Wed May 01 23:02:40 Ben’s MacBook Air jamf[5080]: Error Domain=NSCocoaErrorDomain Code=4099 "The connection to service named com.jamf.management.daemon.binary was invalidated from this process." UserInfo={NSDebugDescription=The connection to service named com.jamf.management.daemon.binary was invalidated from this process.}
Wed May 01 23:02:40 Ben’s MacBook Air jamf[5080]: Removing existing launchd task /Library/LaunchDaemons/com.jamfsoftware.task.bgrecon.plist...
Wed May 01 23:02:40 Ben’s MacBook Air jamf[5080]: Downloading the Jamf Bundle...
Wed May 01 23:02:43 Ben’s MacBook Air jamf[5080]: Enforcing management framework...
Wed May 01 23:02:43 Ben’s MacBook Air jamf[5080]: Enforcing scheduled tasks...
Wed May 01 23:02:43 Ben’s MacBook Air jamf[5080]: Adding launchd task com.jamfsoftware.task.1...

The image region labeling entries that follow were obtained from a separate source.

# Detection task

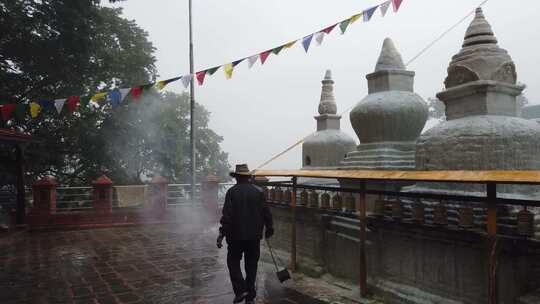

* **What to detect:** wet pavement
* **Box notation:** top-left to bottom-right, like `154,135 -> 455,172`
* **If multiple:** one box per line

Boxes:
0,225 -> 338,304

Wed May 01 23:02:44 Ben’s MacBook Air jamf[5080]: Updating daemon settings
Wed May 01 23:02:44 Ben’s MacBook Air jamf[5080]: Flushing the /Library/Application Support/JAMF/tmp directory was successful
Wed May 01 23:02:44 Ben’s MacBook Air jamf[5080]: Upgrading jamfHelper.app...
Wed May 01 23:02:45 Ben’s MacBook Air jamf[5080]: Upgrading JAMF notification service...

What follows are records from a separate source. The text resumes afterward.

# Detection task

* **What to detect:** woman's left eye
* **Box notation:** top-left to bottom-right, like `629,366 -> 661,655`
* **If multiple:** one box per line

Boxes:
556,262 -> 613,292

Wed May 01 23:02:45 Ben’s MacBook Air jamf[5080]: Upgrading Self Service.app...
Wed May 01 23:03:03 Ben’s MacBook Air jamf[5080]: Setting Self Service icon to custom
Wed May 01 23:03:03 Ben’s MacBook Air jamf[5080]: Removing existing launchd task /Library/Application Support/JAMF/tmp/com.jamfsoftware.task.policy.plist...

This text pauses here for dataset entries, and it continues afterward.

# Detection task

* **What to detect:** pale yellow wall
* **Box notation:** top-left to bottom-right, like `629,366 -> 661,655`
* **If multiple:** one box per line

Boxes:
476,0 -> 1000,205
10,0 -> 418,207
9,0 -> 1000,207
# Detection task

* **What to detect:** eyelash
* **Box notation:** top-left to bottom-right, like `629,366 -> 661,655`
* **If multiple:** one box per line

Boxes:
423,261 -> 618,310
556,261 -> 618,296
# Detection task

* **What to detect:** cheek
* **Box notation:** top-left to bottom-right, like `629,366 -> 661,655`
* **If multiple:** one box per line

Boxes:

Wed May 01 23:03:03 Ben’s MacBook Air jamf[5080]: Enroll return code: 0
Wed May 01 23:03:03 Ben’s MacBook Air jamf[5080]: Enrollment Complete. Exiting.
Wed May 01 23:03:03 Ben’s MacBook Air jamf[5855]: Checking for policies triggered by "enrollmentComplete" for user "ben"...

(the sudden jump in time is the timezone changing from Cupertino to GMT)

So..... do I keep digging in an attempt to find out why the jamf postMdmEnrollment command stalls or do I just knock up a quick enrolment package script to bootout and bootstrap the LaunchDaemon (perhaps testing/waiting until its presence but running the risk of unloading it in the middle of the original jamf postMdmEnrollment completing successfully on its own - it hasn't happened yet but a random Jamf Pro or OS update could fix things). Given that I'm like a dog with a bone I'd like to resolve the problem 'properly' without having to resort to a workaround, but I appreciate that nothing in life is perfect!

Thanks for reading and apologies for the length of post.